The upcoming Firefox 3.6 release is going to be classified as a minor update to the open source browser, as opposed to being a major update like Firefox 3.5.
The difference between a minor and a major release for Mozilla has a number of implications.
Earlier this year, when I was in the Mozilla Toronto office ahead of the Firefox 3.5 launch, Mozilla’s Director of Firefox Mike Beltzner (Go Leafs!) explained to me what it would take to have a major release called Firefox 4.0. A major release implies major changes and requires users to migrate over to the new version. With a minor release, it’s a simple upgrade, that should enable more users to adopt the release faster.
The whole issue of what is minor and what is major is now an active thread on a Mozilla mailing list, with Beltzner publicly explaining Mozilla’s policy and why Firefox 3.6 will be a minor update.

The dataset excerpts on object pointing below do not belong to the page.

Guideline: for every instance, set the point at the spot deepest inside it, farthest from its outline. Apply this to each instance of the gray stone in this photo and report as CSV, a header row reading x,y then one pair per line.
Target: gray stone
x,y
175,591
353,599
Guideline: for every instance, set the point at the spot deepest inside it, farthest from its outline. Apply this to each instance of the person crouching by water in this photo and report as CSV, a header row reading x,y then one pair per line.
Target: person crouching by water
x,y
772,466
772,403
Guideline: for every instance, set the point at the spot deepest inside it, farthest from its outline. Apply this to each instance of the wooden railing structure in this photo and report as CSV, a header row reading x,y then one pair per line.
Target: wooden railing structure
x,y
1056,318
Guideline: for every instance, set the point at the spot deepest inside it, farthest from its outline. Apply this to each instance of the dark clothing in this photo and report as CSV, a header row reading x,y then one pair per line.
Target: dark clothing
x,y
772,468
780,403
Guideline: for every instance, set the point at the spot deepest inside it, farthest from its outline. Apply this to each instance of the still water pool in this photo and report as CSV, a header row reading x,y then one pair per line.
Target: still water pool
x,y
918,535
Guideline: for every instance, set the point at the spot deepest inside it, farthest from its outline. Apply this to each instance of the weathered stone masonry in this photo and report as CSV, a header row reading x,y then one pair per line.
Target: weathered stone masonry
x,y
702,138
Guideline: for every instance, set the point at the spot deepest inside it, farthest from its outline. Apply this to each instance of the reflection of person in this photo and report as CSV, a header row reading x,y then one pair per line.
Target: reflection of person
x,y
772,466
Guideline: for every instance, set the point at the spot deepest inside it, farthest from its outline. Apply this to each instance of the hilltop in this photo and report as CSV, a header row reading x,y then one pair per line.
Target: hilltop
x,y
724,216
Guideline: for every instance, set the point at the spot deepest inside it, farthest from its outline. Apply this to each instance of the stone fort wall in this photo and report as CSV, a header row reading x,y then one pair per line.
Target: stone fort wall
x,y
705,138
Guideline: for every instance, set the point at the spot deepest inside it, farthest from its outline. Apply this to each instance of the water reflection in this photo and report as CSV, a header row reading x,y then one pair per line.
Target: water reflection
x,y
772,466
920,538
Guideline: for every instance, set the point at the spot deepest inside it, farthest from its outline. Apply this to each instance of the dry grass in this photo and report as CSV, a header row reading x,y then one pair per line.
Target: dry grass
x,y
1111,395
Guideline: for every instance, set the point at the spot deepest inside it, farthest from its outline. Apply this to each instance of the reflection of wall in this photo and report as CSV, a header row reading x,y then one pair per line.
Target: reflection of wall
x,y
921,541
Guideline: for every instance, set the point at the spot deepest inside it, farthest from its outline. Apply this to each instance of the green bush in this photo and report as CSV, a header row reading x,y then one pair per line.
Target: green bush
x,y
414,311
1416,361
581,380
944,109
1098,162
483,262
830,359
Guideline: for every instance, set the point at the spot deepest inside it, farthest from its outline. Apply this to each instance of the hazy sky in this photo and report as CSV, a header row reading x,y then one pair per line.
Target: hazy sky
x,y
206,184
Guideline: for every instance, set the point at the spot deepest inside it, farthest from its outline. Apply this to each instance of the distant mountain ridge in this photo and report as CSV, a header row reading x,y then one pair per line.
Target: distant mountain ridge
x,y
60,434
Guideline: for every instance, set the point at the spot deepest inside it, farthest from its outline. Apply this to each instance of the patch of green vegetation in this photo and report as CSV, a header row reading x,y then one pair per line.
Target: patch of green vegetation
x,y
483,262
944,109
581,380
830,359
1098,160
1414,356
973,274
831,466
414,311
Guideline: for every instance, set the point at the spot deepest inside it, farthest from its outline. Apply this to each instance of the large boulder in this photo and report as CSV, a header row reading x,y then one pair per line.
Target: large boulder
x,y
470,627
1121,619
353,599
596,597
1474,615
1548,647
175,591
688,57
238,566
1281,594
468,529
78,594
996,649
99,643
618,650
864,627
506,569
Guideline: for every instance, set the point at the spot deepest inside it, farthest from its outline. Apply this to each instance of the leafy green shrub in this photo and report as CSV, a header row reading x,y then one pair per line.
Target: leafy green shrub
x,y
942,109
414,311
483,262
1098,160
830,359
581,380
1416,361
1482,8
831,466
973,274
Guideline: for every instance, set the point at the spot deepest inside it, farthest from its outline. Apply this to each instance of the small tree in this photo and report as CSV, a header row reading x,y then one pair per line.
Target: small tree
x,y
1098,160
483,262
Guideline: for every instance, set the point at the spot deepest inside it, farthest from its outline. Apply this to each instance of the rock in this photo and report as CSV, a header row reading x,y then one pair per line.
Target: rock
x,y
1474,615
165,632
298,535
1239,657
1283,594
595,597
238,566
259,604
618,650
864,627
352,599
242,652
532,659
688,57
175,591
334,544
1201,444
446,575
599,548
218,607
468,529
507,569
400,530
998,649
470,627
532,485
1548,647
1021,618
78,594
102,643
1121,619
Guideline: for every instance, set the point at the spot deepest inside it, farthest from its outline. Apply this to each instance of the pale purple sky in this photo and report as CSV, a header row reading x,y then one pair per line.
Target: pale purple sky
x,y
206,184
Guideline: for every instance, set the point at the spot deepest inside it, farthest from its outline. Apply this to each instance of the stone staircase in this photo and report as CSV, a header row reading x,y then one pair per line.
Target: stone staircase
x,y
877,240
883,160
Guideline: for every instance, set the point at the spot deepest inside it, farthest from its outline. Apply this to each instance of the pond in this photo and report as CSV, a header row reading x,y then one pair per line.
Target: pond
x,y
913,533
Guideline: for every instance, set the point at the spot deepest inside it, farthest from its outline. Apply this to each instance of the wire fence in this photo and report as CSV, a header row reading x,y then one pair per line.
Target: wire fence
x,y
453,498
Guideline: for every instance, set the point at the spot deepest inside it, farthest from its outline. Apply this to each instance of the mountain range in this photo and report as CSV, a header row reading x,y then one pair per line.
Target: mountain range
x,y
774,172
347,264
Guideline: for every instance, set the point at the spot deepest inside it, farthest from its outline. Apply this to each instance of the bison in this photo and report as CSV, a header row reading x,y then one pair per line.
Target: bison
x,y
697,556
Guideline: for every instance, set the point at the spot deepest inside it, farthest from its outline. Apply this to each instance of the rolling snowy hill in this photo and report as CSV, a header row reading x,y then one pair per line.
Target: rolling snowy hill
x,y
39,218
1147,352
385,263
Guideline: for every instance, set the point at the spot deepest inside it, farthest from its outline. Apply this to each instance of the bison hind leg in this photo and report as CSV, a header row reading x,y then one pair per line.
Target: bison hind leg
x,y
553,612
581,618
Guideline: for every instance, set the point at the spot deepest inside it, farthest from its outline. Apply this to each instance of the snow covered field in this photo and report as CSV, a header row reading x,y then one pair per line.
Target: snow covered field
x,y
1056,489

“Major updates have been for code which has
been in development for at least 12 months, features visible changes to
the user interface either in terms or appearance or interaction, and/or
contains major technology changes at the platform level which may cause
significant differences in system requirements or support requirements,” Beltzner wrote. “Minor updates have been for security and stability releases which do not
contain any visible user interface changes, and are limited in terms of
Makes good sense to me, though I can also see how it can be confusing to some.
Take Google Chrome for example, which is now at version 4.x in the dev-channel. Is the 4.x version a ‘major’ change over 3.x in that it has major user visible changes? Not really.